The fact is, I told him; “I acquired two nicknames in the army.”
I explained, “I got first one during basic training when our company was bivouacking in tents in a cool, rainy November in Washington State. We slept in olive drab sleeping bags that covered us from head to foot, a kind of large cocoon with a hole large enough for part of a face. In fact it reminded me of a cocoon some insects like butterflies make in the fall.
“In the early morning when the sergeant came around to awaken us, I was reluctant to get up.
“I’m still in my cocoon stage. Come back when I’m ready to be a butterfly,” I told the sergeant.
My reply was repeated around camp. It caused me to became known for the rest of basic training as “Butterfly.”
Later, I inadvertently traded it for the more masculine nickname, “Rubberman.”
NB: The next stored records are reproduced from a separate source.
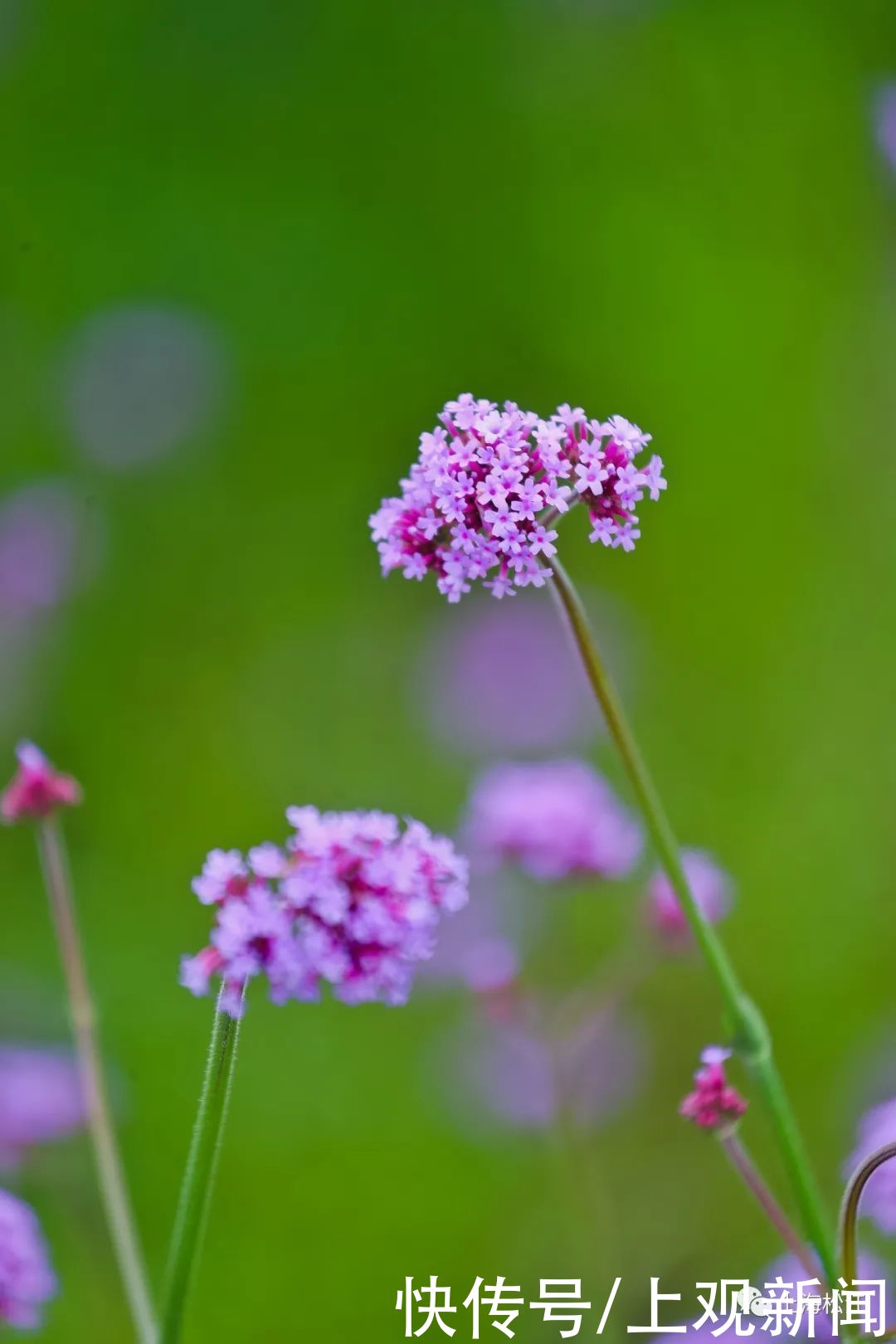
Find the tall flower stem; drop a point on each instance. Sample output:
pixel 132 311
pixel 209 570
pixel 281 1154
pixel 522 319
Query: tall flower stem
pixel 84 1025
pixel 199 1175
pixel 752 1038
pixel 743 1164
pixel 850 1210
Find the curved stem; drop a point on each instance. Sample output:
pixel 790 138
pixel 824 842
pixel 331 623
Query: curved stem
pixel 113 1187
pixel 850 1209
pixel 751 1034
pixel 199 1175
pixel 746 1168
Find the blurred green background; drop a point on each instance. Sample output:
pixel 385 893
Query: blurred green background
pixel 672 210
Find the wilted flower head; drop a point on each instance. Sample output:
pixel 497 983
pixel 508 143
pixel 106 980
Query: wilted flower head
pixel 37 788
pixel 476 503
pixel 26 1278
pixel 713 1103
pixel 353 899
pixel 879 1198
pixel 555 819
pixel 39 1098
pixel 709 886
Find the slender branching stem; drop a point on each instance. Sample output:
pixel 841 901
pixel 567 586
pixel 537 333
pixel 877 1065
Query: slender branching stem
pixel 850 1209
pixel 84 1025
pixel 746 1168
pixel 199 1175
pixel 750 1031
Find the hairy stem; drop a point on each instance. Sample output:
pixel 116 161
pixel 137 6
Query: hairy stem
pixel 746 1168
pixel 199 1175
pixel 751 1034
pixel 84 1025
pixel 850 1209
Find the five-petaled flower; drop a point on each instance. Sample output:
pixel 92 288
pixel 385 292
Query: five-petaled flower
pixel 713 1103
pixel 477 502
pixel 353 899
pixel 37 788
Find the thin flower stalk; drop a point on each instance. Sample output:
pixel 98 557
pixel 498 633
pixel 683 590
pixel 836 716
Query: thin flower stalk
pixel 752 1038
pixel 746 1168
pixel 113 1186
pixel 850 1209
pixel 199 1175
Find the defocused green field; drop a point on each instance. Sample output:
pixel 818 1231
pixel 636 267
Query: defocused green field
pixel 674 212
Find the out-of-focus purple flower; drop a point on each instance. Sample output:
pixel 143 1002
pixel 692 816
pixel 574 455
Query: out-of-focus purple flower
pixel 26 1278
pixel 497 679
pixel 479 502
pixel 42 535
pixel 555 819
pixel 709 884
pixel 353 901
pixel 885 119
pixel 879 1198
pixel 713 1103
pixel 787 1269
pixel 37 789
pixel 140 382
pixel 524 1077
pixel 41 1099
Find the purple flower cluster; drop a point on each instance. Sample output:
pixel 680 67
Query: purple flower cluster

I got that name when I was in the ski troops. I was far from the best skier, but when I crashed it was in a spectacular fashion. I did somersaults. I crashed through fences, I dug a trench with my nose, but I always quickly sprung up unhurt.
And that’s how I got the name ”Rubberman.”
How did you get your nickname?




Comments: 3
I would've loved to see you skiing! I ski, well.. OK, I don't ski, not after trying it and apparently gravity took over and well, I could ski sitting down.
Nicknames:
When I was young and people do call me this still today and I'm not young! As my first name is Marilyn, it was too long for most of my friends and got shortened to Mare (like the horse), but I got used to it, even liked it as it was lots shorter and easier to say.
When I was older, in junior high/high school, I stopped growing, topping it off at 4'9" and I was in such a small town-school, I think you probably know the town I'm talking about, the one on the other side of Enfield, East Windsor..., and when you're in a very small school, you either get along with everybody, which was me, or you don't. Somewhere along the line, don't remember who even started it, I got the nick, Little Shi*, which could've been because of the pranks I pulled or the trouble that somehow seemed to find me.
Older again and going/dating (do they still call it that?), my now husband called me Sunshine. He still does, off and on. It's funny that over our lifetimes, we end up getting names that seem to go with what and who we are. It's the same with songs, that people let you know remind them of you, as sometimes you can't figure out WHY, or don't even like the song, but those were/are my nicknames and our graduating class was huge, for our town, a whopping 100 people or there-abouts, our son, who went to the same school and had his own various nicknames and still does, had a graduating class of under 70!
I would have loved to see you skiing, Rubberman!